Mass and Mass Scalings of Super-Earths

TL;DR

This study reveals that super-Earth masses scale nearly linearly with host star mass, peaking around 8 Earth masses, and are likely terrestrial cores with initial H/He envelopes, based on photoevaporation features and planet evolution modeling.

Contribution

It demonstrates a systematic mass scaling of super-Earths with host star mass and models their evolution under photoevaporation to infer core composition and initial envelope mass.

Findings

Super-Earth masses scale nearly linearly with host star mass.

Masses peak around 8 Earth masses, depending on host star mass.

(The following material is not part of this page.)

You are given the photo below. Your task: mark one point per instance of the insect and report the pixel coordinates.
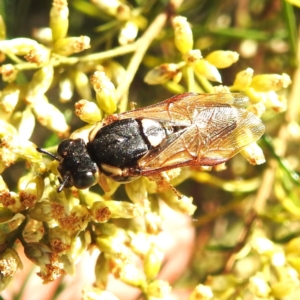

Core composition is likely terrestrial with initial H/He envelopes.

Abstract

The majority of the transiting planets discovered by the Kepler mission (called super-Earths here, includes the so-called 'sub-Neptunes') orbit close to their stars. As such, photoevaporation of their hydrogen envelopes etch sharp features in an otherwise bland space spanned by planet radius and orbital period. This, in turn, can be exploited to reveal the mass of these planets, in addition to techniques such as radial velocity and transit-timing-variation. Here, using updated radii for Kepler planet hosts from Gaia DR2, I show that the photoevaporation features shift systematically to larger radius for planets around more massive stars (ranging from M-dwarfs to F-dwarfs), corresponding to a nearly linear scaling between planet mass and its host mass. By modelling planet evolution under photo-evaporation, one further deduces that the masses of super-Earths peak narrowly around $8 M_\oplus (M_*/M_\odot)$. Moreover, the composition of their cores is likely terrestrial, and they were initially coated with H/He envelopes a couple percent in mass. Interestingly, the masses of these planets do not appear to depend on the metallicity values of their host stars, while they may depend on the orbital separation weakly, possibly as $r^{1/2}$. Taken together, the simplest interpretation of our results is that super-Earths are at the so-called 'thermal mass', where the planet's Hill radius is equal to the vertical scale height of the gas disk.